La Monnaie / De Munt LA MONNAIE / DE MUNT

I Grotteschi: Miro

Argument

Lalina Goddard
Temps de lecture
5 min.

Préparez-vous au mieux à la première partie de I Grotteschi et lisez déjà l'histoire de Miro, réduite à l'essentiel par la dramaturge de la Monnaie Lalina Goddard.

PERSONNAGES

Melancolia est le patriarche de la famille :il est le père de Coraggio, et le grand-père de Privilegio et Capriccio. Veuf éploré, atteint de démence, il erre à la lisière du monde des morts.

Coraggio est le fils de Melancolia et l’époux de Costanza. Il est plongé dans le coma à la suite d’une mystérieuse maladie. Soigné par Carità, il reprend par moments conscience, et se met alors à délirer. Il finit par recouvrer ses esprits, mais que vaut-il mieux : demeurer inconscient ou se réveiller, lucide, mais terriblement seul ?

Costanza vit dans l’attente douloureuse du réveil de son époux, Coraggio. Dans sa solitude, elle tombe éperdument amoureuse de Fortuna, la femme de chambre. Mais Costanza pourra-t-elle ignorer longtemps que Privilegio, son fils aîné, est l’amant de Fortuna ?

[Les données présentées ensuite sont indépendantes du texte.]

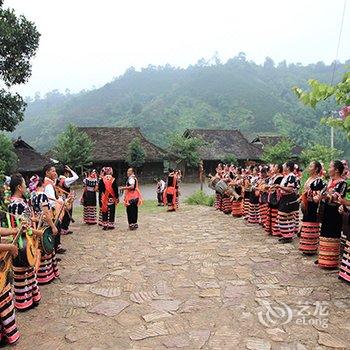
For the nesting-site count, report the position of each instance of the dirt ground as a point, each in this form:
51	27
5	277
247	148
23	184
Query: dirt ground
194	279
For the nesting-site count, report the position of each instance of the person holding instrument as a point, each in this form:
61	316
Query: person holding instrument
48	269
329	249
64	184
26	290
310	227
9	332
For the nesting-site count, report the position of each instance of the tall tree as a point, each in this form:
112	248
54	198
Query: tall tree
73	147
136	154
8	157
19	40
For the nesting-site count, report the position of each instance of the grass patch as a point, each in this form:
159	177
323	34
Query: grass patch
200	198
149	206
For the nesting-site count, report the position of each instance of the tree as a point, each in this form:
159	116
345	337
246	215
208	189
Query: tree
279	153
73	147
186	149
321	92
320	153
19	40
8	157
136	154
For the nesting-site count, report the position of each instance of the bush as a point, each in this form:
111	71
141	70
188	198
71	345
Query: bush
200	198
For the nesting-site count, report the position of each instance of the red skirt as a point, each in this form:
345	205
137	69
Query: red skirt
344	272
309	237
263	209
226	205
218	201
237	208
328	254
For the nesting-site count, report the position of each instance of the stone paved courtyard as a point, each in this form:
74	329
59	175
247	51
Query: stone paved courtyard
195	279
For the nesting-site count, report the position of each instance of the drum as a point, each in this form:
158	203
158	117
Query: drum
212	183
26	251
47	241
221	186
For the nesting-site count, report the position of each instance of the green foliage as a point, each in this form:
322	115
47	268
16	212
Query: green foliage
320	92
164	100
230	159
279	153
320	153
19	40
8	157
200	198
186	149
136	154
73	147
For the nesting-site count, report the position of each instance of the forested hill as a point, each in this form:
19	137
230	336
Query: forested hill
162	100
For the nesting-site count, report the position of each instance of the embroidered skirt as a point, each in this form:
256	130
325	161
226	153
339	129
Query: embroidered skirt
48	269
237	208
344	272
89	215
309	237
226	205
328	254
8	325
26	288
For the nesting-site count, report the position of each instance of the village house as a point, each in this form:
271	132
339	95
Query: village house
111	149
221	144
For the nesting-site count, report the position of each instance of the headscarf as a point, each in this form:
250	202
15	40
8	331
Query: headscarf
108	171
33	183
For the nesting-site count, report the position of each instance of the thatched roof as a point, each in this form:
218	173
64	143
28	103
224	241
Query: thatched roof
220	143
111	144
271	140
29	160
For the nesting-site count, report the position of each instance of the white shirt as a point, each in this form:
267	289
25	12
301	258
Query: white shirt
68	181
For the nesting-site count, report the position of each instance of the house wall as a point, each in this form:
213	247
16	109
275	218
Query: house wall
146	174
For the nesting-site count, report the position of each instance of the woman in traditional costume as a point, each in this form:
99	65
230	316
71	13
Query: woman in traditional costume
310	227
237	203
288	204
8	327
89	198
170	191
48	269
132	199
329	248
26	290
253	213
109	194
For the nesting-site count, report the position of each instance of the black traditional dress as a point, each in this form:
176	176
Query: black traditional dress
288	207
89	200
310	227
26	290
332	222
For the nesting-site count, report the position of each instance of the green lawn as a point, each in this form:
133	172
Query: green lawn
148	206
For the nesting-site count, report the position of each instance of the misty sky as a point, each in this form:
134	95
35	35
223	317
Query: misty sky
87	43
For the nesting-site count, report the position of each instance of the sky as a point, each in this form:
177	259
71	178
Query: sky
87	43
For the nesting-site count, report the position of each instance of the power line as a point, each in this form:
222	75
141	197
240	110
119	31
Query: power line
339	39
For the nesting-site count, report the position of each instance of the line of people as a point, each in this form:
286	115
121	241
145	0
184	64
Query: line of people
271	197
103	190
32	221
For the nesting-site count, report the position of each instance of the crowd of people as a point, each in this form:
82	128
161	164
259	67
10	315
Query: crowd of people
34	216
271	196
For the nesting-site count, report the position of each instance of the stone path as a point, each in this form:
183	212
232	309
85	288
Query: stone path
195	279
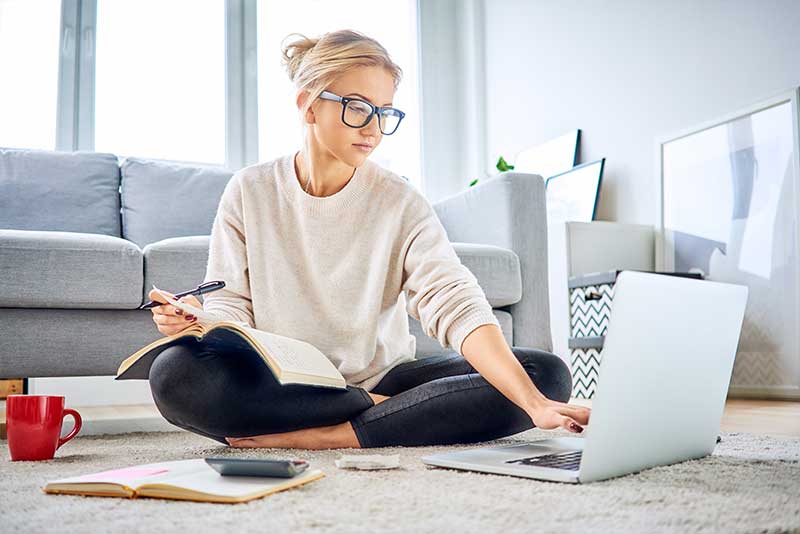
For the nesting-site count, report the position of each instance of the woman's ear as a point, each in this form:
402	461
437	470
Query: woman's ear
302	97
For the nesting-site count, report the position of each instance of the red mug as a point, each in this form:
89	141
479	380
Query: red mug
33	425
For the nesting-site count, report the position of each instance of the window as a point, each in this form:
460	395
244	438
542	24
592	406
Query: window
392	23
29	33
160	79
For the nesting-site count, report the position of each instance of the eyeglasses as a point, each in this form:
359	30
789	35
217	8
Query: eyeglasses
356	113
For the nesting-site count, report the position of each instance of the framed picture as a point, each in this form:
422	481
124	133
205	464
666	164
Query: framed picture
551	157
573	195
729	208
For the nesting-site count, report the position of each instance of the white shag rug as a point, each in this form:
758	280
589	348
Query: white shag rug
751	483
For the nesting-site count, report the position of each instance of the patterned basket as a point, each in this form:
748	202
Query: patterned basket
590	302
585	355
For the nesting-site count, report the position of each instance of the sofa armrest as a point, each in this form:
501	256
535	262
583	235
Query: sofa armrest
509	211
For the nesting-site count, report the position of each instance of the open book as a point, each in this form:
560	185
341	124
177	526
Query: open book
188	480
292	361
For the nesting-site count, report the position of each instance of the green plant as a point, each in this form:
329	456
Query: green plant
503	166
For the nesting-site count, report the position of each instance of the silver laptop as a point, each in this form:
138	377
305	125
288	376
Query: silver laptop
663	379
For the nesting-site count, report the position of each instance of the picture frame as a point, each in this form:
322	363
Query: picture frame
728	206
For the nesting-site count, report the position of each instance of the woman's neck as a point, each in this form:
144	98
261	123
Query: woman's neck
329	176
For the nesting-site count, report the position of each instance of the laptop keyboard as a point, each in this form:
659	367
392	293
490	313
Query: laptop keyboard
562	460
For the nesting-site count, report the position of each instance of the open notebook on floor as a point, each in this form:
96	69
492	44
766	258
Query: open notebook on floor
187	480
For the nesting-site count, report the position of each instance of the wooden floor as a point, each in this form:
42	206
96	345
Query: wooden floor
777	418
780	418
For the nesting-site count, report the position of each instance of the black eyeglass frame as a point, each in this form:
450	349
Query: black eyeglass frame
327	95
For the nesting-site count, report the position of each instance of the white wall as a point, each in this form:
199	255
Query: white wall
627	72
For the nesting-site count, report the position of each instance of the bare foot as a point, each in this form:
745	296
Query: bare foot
378	398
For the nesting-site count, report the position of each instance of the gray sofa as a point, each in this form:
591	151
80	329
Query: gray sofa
84	236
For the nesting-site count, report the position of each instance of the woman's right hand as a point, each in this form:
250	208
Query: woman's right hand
169	319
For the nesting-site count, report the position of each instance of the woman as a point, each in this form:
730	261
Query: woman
323	245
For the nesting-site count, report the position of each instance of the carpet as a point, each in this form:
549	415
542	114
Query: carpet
751	483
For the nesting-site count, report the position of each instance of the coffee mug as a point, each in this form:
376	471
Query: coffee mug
33	425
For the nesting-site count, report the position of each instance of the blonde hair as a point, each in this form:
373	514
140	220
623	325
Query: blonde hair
313	63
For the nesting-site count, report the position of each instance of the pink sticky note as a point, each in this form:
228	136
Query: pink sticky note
128	473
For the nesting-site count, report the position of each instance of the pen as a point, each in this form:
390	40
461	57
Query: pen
202	289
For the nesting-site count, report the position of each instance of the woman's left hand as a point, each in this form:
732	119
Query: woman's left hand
553	414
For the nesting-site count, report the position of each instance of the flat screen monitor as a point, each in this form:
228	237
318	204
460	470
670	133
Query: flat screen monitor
573	195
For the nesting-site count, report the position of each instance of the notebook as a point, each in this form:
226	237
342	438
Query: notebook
292	361
186	480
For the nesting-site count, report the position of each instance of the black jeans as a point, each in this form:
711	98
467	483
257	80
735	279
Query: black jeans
435	400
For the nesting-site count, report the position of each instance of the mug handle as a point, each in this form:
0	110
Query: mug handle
75	429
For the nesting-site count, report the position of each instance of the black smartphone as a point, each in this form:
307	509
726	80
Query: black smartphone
257	467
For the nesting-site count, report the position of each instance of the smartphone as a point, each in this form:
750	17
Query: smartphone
257	467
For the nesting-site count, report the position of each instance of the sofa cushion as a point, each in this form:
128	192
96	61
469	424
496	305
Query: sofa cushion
43	269
59	191
162	199
175	264
497	270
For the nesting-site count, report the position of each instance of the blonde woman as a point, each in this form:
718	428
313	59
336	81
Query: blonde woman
325	246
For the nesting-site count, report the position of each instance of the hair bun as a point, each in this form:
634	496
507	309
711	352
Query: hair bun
294	52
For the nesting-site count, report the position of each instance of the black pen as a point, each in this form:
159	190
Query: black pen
202	289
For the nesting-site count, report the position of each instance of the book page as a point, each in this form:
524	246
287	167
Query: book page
205	479
294	355
135	475
193	474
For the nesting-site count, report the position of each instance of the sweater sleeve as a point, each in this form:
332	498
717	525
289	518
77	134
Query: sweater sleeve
442	294
227	260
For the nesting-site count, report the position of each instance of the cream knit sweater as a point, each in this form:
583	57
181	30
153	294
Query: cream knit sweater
341	272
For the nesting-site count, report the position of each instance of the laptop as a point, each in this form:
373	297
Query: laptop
663	379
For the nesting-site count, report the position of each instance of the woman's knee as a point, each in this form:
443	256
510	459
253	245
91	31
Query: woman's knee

Privilegio est le fils aîné de Coraggio et Costanza. Avide de pouvoir et de violence, il délaisse Virtù, son épouse enceinte, et jette son dévolu sur Fortuna, la femme de chambre.

Virtù est l’épouse enceinte et délaissée de Privilegio. Rongée par l’humiliation, elle conserve malgré tout une inébranlable droiture morale.

L’éphèbe Capriccio semble bien différent de son grand frère Privilegio. D’abord espiègle et vif, il se détourne progressivement du philosophe Sapienza, qui veillait jusqu'alors à son éducation, pour explorer l’amour charnel avec Impazienza.

Au cœur des intrigues de la maison, la gouvernante Esperienza garde un lourd secret. Confidente attentive, cette figure maternelle consolatrice n’en est pas moins animée par ses propres intérêts. Ses deux filles, Impazienza et Fortuna, sont nées d’un père inconnu.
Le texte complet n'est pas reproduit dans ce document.